Recovery foods and drinks were the norm there, and remain so although some snack options also now exist at those “satellite” stations.
Leah Thomas, Tech’s Director of Nutrition and Director of Total Person Support Services in the Georgia Tech Athletic Association, is overseeing this growth in eating options. While there is work to be done, she’s pleased by progress.
“Up until August of this year, we could not provide student-athletes a meal outside of their scholarship meal plans except occasionally, and those would have to be approved by compliance,” she said. “We have had the resources to provide recovery products, weight-gain products out of our weight rooms historically.
“It could never be food; it had to be classified as a supplement, like vitamins or minerals, energy bars, recovery shakes.
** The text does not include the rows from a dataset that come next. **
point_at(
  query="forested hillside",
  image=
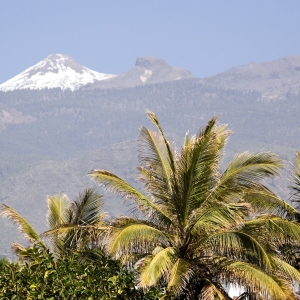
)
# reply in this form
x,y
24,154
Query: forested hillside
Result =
x,y
50,139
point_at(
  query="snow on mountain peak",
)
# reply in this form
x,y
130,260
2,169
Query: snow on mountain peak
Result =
x,y
55,71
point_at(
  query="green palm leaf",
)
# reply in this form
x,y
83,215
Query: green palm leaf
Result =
x,y
245,173
24,227
266,202
153,267
132,236
237,245
119,186
180,275
271,287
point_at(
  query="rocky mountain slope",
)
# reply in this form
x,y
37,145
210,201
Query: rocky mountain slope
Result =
x,y
274,80
147,70
50,138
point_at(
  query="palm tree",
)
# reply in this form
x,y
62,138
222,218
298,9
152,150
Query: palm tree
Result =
x,y
204,228
73,225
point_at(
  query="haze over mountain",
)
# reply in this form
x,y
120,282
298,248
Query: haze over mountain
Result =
x,y
61,71
51,137
274,80
55,71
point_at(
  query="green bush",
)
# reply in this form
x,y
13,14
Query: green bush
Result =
x,y
78,276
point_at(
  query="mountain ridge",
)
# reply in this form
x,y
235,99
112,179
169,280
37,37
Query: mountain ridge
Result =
x,y
55,71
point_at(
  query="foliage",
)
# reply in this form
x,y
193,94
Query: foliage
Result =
x,y
73,277
73,225
204,228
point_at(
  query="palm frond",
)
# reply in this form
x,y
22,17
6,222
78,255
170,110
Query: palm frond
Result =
x,y
153,267
197,167
23,226
287,270
219,216
87,209
154,120
266,202
180,275
245,172
135,236
125,190
211,291
277,229
259,282
239,245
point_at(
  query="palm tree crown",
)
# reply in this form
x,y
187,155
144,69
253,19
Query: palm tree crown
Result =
x,y
204,228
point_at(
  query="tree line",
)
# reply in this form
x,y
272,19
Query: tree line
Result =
x,y
196,230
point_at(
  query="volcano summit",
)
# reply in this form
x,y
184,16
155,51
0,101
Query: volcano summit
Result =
x,y
55,71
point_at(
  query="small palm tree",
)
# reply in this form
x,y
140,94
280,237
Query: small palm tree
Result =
x,y
204,228
72,225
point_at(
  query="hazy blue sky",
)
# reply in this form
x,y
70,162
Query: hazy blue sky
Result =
x,y
206,37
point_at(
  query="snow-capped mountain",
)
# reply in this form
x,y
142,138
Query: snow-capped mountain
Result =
x,y
55,71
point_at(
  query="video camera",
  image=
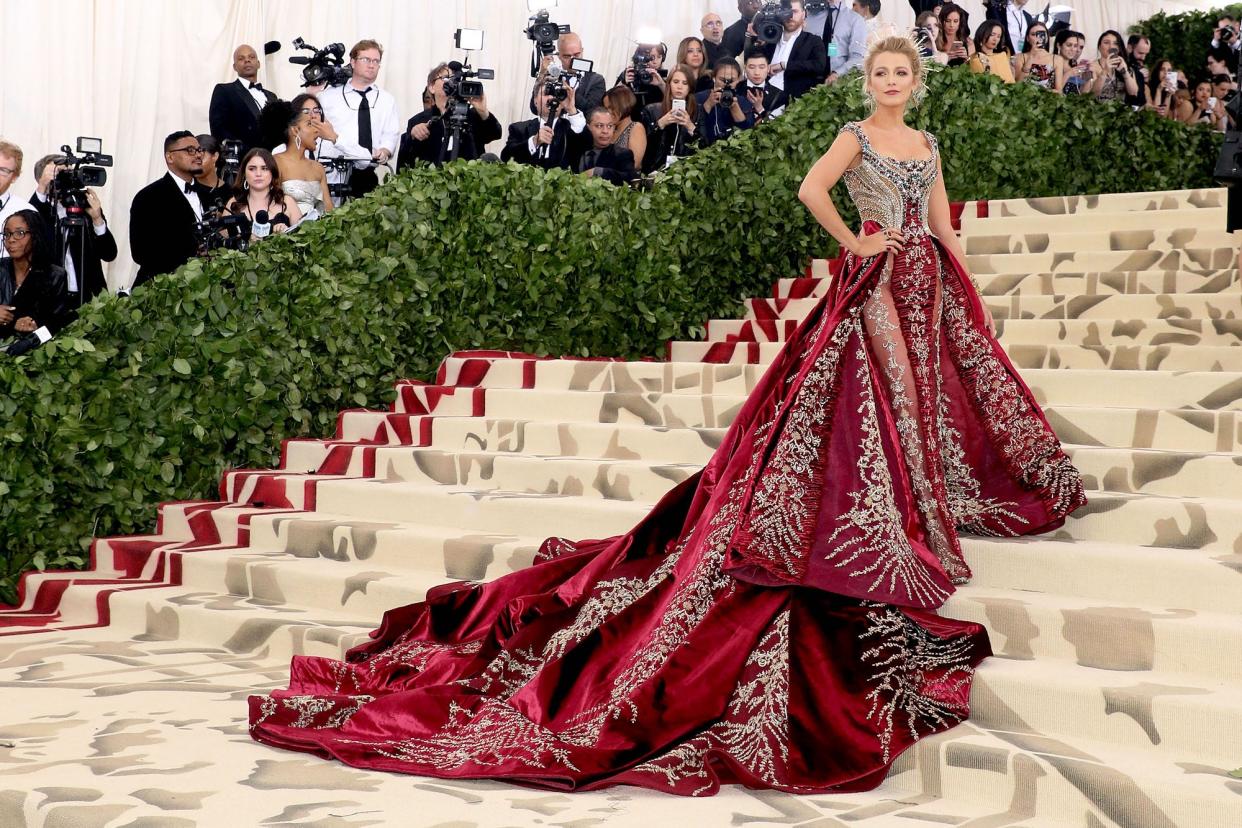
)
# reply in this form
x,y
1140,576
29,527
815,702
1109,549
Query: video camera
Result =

Even within those rules, no one product could have more than 30 percent of its calories come from proteins . . . I couldn’t give them a peanut butter sandwich, but I could give them a Power Bar.”
Now, in a generous space outside the main training room in The Edge, it is common at almost any hour of day to see student-athletes in the new snack bar.
“I think the [NCAA’s] intent was, ‘incidental to participation,’ for when they would miss meals because of practice or class,” Thomas explained. “We’re allowed to provide food and snacks. I’ve been here 12 years, and never seen that room utilized. It’s perfect. We invaded it, and built some stuff to incorporate new NCAA legislation.
“We have flavored milk, bagels and peanut butter, yogurt, home-made trail mix, walnuts, almonds. We have a new blender and a Smoothie machine coming. We have student-athletes in and out all day. There is a TV, [phone] charging station, couches. We have waves starting first thing in the morning, after weight-lifting.”
Thomas is not at the snack bar all day as she has plenty of other responsibilities in the GTAA. Some student-athletes volunteer to help staff it, however, and in the event none are there, members of the training staff have access to the room.
The snack bar and additions to the nutrition areas in the weight room and at Zelnak are not finished products. Tech officials are studying the patterns of student-athletes, and budget amendments are likely as the concept has quickly become popular and oft-utilized.
Enhancements are practically certain to come, and will likely be piggy-backed with pending improvements to the student-athletes’ academic counseling area on the third floor, and the training room.
No study is required to be certain that the new snack bar is a hit.
It is common for student-athletes to swing by after receiving treatment or tape in the training room.
“It’s a great thing,” White said. “Sometimes you’re on the go, and you don’t have a lot of time to eat. It’s great to get something nutritious before practice.”